Transit Value Capture Coordination: Case Studies, Best Practices, and Recommendations

March 31, 2015
Capital transportation projects can be funded in part through value capture if local governments, transportation authorities and private development companies initiate the concept in the very early planning stages: key finding from recent research.

This study is based on the hypothesis that coordination between transit capital planners, municipal taxation authorities, and private developers and stakeholders can be a benefit to transit capital projects that choose to use value capture as a funding mechanism. Value capture is the means by which the increase in property or other values is tied to investments in infrastructure and other amenities and, through taxation or other agreements beneficiaries of the increase in property value help fund the improvements.

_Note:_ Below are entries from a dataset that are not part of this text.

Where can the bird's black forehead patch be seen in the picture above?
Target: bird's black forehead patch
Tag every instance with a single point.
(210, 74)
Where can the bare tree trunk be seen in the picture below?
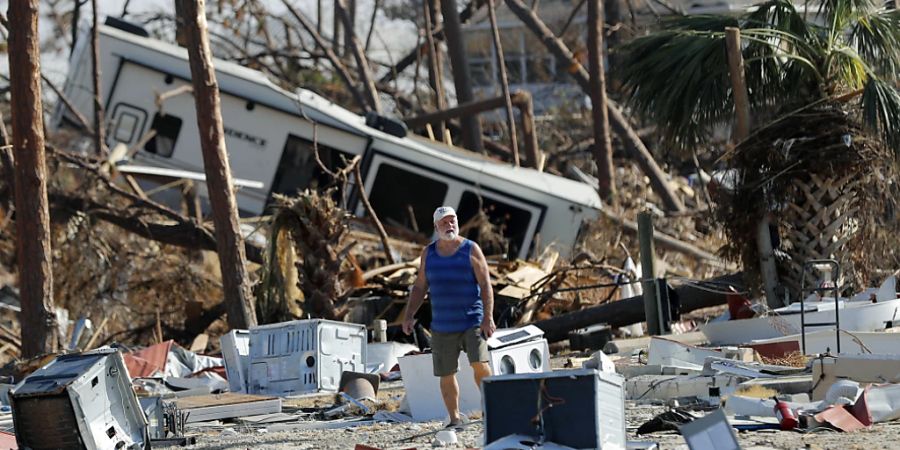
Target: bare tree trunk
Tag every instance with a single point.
(615, 34)
(471, 126)
(329, 53)
(76, 16)
(504, 84)
(602, 141)
(99, 133)
(32, 214)
(336, 30)
(349, 23)
(375, 7)
(362, 63)
(232, 258)
(438, 34)
(617, 119)
(435, 74)
(180, 37)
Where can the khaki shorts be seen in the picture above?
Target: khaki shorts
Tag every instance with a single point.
(445, 348)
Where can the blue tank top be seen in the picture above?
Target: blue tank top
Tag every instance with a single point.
(455, 295)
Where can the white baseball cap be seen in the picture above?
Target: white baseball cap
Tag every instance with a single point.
(442, 212)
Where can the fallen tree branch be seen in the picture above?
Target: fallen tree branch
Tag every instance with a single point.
(631, 310)
(616, 118)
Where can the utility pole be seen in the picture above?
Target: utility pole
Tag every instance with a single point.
(229, 242)
(33, 251)
(471, 126)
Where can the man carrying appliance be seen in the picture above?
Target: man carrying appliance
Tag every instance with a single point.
(454, 271)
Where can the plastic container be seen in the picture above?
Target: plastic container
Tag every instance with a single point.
(785, 415)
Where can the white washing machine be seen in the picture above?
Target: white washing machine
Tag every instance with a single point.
(525, 357)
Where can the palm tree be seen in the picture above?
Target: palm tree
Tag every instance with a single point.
(822, 85)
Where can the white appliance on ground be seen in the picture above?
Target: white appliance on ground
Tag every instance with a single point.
(236, 352)
(79, 400)
(303, 356)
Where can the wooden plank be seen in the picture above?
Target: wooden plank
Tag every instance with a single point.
(226, 406)
(228, 398)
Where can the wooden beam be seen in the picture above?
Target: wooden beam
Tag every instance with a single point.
(631, 310)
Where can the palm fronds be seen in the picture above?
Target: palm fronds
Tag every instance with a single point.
(881, 108)
(678, 77)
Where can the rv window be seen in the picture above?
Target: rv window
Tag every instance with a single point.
(167, 128)
(125, 127)
(510, 221)
(297, 169)
(398, 195)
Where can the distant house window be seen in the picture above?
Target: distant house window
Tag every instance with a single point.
(512, 221)
(167, 129)
(298, 170)
(482, 72)
(406, 199)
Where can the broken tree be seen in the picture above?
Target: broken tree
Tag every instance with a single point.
(32, 214)
(471, 126)
(630, 138)
(230, 243)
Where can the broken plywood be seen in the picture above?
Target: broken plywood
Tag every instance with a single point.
(202, 408)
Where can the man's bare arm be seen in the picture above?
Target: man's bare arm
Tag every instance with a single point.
(483, 276)
(416, 296)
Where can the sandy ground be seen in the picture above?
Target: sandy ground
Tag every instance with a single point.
(396, 436)
(417, 435)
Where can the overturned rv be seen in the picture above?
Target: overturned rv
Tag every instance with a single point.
(269, 136)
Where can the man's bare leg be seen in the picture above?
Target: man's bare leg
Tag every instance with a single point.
(482, 370)
(450, 393)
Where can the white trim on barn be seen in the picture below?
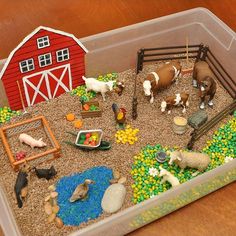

The research team engaged in case studies of projects in Chicago, New York, San Francisco and Washington D.C. to observe how coordination between the relevant parties is conducted and, from the information gathered, a series of conclusions, best practices and recommendations were compiled. It is the conclusion of this study that in order for coordination of value capture mechanisms to be effective there must be a focus on both ingrained staff knowledge in the public sector as well as unique organizational attributes in the municipal and transit organizations that interface with private developers.

A team of researchers from the UTC conducted field research in 2013 and 2014 in four major U.S. cities and learned that the incorporation of value capture to fund transportation differed, often dramatically, in the markets studied.